Faulty health-care payroll system will eventually work, Sask. health minister says, but no timeline provided
CBC
Saskatchewan's health minister acknowledged on Monday that a new administrative system for managing payroll, scheduling, finance and the supply chain for the province's health-care system was taken down due to a number of glitches.
However, he provided no timeline for when the system would be back up and running.
The Administrative Information Management System (AIMS) was meant to replace 80 existing systems and improve "data accuracy [and] reliability" while benefiting employees, clients, patients, residents and families, according to a website about the system.
AIMS was taken down on on Nov. 4 after complaints that it was bug-ridden.
"I'm confident that we'll get AIMS working. I just don't have a timeline on that right now because we have to go back and figure out exactly what went wrong," Health Minister Merriman told reporters Monday afternoon.
Earlier that afternoon, the Official Opposition grilled Merriman during question period at the legislative session in Regina, saying the government has broken Saskatchewan's health-care system.
"Too many families can't get a family doctor, people can't deliver babies across rural Saskatchewan and health-care workers are feeling disrespected, burnt out and choosing to leave the province entirely," said NDP Health Critic Vicki Mowat.

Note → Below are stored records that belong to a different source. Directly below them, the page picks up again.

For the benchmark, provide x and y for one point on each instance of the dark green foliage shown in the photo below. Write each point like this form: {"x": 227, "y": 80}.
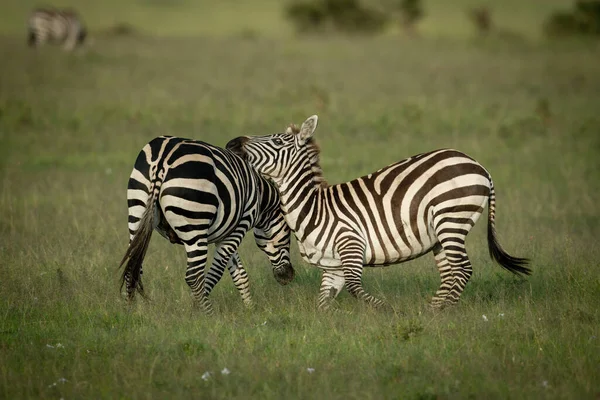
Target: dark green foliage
{"x": 349, "y": 16}
{"x": 583, "y": 20}
{"x": 482, "y": 19}
{"x": 412, "y": 11}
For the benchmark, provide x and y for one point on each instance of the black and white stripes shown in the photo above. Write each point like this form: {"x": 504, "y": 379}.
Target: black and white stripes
{"x": 56, "y": 26}
{"x": 194, "y": 194}
{"x": 425, "y": 203}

"Now this government's new bug-ridden, health-care employee administrative system AIMS was paused a week after it went live. Can this government get anything right? How much is this botched AIMS rollout going to cost?"
Merriman did not address any costs that may be brought on by the glitches.

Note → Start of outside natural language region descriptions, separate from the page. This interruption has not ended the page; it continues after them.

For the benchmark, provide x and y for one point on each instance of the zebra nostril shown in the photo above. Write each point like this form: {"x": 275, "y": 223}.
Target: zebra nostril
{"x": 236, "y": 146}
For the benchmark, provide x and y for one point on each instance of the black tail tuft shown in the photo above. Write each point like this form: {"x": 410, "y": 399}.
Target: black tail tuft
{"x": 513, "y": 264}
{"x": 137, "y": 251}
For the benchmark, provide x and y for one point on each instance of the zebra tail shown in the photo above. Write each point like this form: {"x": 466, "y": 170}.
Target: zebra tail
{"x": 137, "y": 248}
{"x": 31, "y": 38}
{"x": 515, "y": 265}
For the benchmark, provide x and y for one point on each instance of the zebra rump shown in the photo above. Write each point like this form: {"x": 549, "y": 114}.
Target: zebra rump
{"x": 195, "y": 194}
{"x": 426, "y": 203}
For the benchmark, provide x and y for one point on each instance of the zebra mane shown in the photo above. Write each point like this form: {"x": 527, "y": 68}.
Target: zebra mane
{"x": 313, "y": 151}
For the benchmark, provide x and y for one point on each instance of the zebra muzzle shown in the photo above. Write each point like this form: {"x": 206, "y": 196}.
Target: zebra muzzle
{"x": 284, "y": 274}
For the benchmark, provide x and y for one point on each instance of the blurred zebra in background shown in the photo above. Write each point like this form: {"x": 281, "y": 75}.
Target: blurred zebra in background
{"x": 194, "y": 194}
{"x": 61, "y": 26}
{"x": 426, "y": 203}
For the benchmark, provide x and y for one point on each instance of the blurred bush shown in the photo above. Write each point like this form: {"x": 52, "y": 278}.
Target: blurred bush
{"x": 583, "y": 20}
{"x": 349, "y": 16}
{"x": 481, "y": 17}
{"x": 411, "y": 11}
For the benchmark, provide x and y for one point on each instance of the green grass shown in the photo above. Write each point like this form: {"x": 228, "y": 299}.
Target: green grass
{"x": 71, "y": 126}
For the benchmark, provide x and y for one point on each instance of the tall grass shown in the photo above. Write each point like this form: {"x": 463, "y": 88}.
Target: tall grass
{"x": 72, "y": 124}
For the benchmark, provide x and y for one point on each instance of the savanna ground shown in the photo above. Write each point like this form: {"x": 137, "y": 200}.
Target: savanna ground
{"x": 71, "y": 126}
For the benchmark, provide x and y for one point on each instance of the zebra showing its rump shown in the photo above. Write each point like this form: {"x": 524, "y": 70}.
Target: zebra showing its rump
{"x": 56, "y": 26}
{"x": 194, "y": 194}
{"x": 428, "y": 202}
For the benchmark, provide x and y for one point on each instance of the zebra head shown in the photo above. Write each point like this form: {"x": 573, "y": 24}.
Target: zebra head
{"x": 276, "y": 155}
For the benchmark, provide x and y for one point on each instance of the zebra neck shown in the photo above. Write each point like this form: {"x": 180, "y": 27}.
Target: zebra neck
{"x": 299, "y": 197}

But he responded to Mowat by admitting there were some complications with AIMS. He says the SHA put the program on hold because it wanted to make sure that all employees within the health-care system were paid and scheduled properly, all to "maintain patient safety."
"This government knew that this rollout was coming for years. What went wrong and what is the plan to fix it?" Mowat asked.

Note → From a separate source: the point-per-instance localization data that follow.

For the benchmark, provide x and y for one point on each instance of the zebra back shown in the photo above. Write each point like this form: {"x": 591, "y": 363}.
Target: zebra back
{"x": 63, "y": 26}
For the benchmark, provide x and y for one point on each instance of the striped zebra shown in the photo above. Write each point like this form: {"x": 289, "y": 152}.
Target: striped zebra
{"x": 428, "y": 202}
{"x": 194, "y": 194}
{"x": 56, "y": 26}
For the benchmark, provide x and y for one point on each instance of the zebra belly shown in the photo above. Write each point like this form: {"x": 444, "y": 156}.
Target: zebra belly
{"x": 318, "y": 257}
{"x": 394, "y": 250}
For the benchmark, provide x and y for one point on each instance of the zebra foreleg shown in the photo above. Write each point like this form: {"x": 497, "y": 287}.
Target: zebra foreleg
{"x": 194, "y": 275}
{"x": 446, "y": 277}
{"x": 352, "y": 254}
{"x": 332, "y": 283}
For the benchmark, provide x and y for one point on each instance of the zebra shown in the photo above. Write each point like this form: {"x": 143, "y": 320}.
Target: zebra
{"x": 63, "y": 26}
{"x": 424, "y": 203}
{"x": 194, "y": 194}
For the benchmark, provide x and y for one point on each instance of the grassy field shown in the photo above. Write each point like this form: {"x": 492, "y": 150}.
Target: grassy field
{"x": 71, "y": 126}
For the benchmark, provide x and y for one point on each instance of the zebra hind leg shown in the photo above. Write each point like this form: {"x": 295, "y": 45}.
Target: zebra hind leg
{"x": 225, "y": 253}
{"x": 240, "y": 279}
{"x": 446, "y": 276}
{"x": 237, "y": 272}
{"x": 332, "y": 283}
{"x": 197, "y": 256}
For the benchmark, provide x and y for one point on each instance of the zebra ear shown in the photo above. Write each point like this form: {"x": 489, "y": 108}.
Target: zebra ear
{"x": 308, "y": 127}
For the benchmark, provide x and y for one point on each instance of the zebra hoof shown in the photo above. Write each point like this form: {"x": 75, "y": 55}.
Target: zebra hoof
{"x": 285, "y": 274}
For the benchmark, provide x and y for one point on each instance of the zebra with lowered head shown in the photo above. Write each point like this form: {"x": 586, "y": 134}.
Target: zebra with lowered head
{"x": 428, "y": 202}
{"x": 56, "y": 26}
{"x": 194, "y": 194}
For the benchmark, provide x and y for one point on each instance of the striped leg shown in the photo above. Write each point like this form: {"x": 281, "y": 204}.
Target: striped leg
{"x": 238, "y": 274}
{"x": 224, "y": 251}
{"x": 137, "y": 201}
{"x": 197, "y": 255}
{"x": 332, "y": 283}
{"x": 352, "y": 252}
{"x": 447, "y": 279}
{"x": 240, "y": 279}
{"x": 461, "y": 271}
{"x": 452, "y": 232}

Merriman said he can guarantee that the people in the health-care system will receive their cheques.
"We have reverted back to our legacy system ... which has been in place for years. So we will continue to make sure that those payments are done to our health-care workers," said Merriman during question period.
"As you can imagine, combining over 80 systems with union agreements ... and some of these systems are over 50 years old. Mr Speaker, we do have to upgrade some of these legacy systems."